CLIMATEAGENT: Multi-Agent Orchestration for Complex Climate Data Science Workflows
Hyeonjae Kim, Chenyue Li, Wen Deng, Mengxi Jin, Wen Huang, Mengqian Lu, Binhang Yuan
TL;DR
ClimateAgent tackles the bottleneck of climate analytics amid massive, heterogeneous data by introducing a specialized multi-agent orchestration framework that decomposes complex questions into executable subtasks executed by domain-aware agents. The Orchestrate-, Plan-, Data-, and Coding-Agents enable dynamic API awareness, persistent context, and a self-correcting execution loop, delivering robust end-to-end climate workflows.

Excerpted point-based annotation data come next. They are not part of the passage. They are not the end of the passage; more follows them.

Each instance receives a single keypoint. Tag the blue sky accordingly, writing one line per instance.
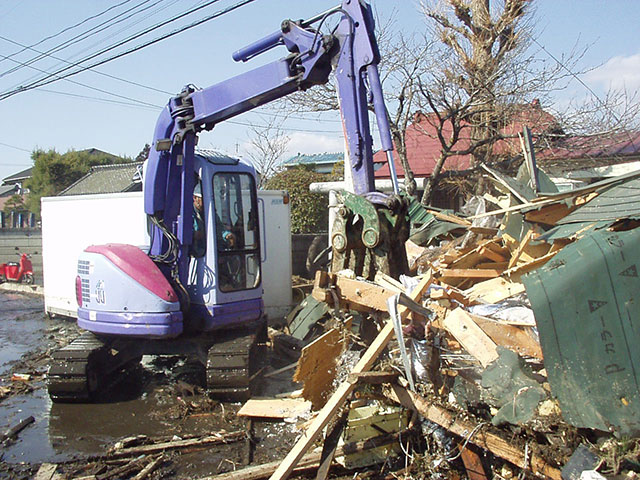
(61, 116)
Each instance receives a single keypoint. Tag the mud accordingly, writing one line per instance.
(159, 400)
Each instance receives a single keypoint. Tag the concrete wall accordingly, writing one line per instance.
(27, 241)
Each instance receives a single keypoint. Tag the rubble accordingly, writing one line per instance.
(517, 382)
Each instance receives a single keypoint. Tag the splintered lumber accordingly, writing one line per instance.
(550, 214)
(508, 450)
(447, 217)
(460, 324)
(317, 366)
(373, 378)
(516, 272)
(509, 336)
(149, 467)
(308, 461)
(491, 255)
(472, 464)
(470, 273)
(344, 390)
(274, 408)
(46, 471)
(494, 290)
(17, 428)
(217, 439)
(518, 251)
(355, 294)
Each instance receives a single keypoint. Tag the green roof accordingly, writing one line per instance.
(123, 177)
(315, 158)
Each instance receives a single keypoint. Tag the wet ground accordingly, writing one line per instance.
(157, 399)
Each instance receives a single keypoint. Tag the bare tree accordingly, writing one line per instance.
(267, 144)
(487, 75)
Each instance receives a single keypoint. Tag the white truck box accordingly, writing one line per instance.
(72, 223)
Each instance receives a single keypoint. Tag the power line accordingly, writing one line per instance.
(13, 146)
(47, 80)
(91, 87)
(87, 33)
(67, 29)
(75, 64)
(98, 99)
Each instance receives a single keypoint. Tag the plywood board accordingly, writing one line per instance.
(494, 290)
(317, 366)
(471, 336)
(275, 408)
(509, 336)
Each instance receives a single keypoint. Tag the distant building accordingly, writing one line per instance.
(320, 162)
(121, 177)
(12, 217)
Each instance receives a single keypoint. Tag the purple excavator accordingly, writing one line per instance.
(197, 290)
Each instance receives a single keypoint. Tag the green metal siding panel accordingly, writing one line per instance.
(586, 306)
(620, 201)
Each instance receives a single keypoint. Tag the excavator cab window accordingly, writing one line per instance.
(237, 238)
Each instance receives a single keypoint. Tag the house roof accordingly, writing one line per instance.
(16, 177)
(123, 177)
(318, 158)
(590, 151)
(423, 146)
(7, 190)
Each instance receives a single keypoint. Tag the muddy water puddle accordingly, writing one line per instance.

On the Climate-Agent-Bench-85 benchmark, ClimateAgent achieves $100\%$ task completion with a report quality of $8.32$, outperforming strong baselines such as GPT-5 ($3.26$) and GitHub Copilot ($6.27$), illustrating substantial gains in planning, coordination, and correction across diverse climate phenomena. This framework advances reproducible, reliable climate science automation, reducing manual effort and enabling rapid, hypothesis-driven analysis across atmospheric rivers, drought, extreme precipitation, heat waves, SST, and tropical cyclones, with practical implications for adaptation and policy.
Abstract
Climate science demands automated workflows to transform comprehensive questions into data-driven statements across massive, heterogeneous datasets. However, generic LLM agents and static scripting pipelines lack climate-specific context and flexibility, thus, perform poorly in practice. We present ClimateAgent, an autonomous multi-agent framework that orchestrates end-to-end climate data analytic workflows. ClimateAgent decomposes user questions into executable sub-tasks coordinated by an Orchestrate-Agent and a Plan-Agent; acquires data via specialized Data-Agents that dynamically introspect APIs to synthesize robust download scripts; and completes analysis and reporting with a Coding-Agent that generates Python code, visualizations, and a final report with a built-in self-correction loop. To enable systematic evaluation, we introduce Climate-Agent-Bench-85, a benchmark of 85 real-world tasks spanning atmospheric rivers, drought, extreme precipitation, heat waves, sea surface temperature, and tropical cyclones. On Climate-Agent-Bench-85, ClimateAgent achieves 100% task completion and a report quality score of 8.32, outperforming GitHub-Copilot (6.27) and a GPT-5 baseline (3.26). These results demonstrate that our multi-agent orchestration with dynamic API awareness and self-correcting execution substantially advances reliable, end-to-end automation for climate science analytic tasks.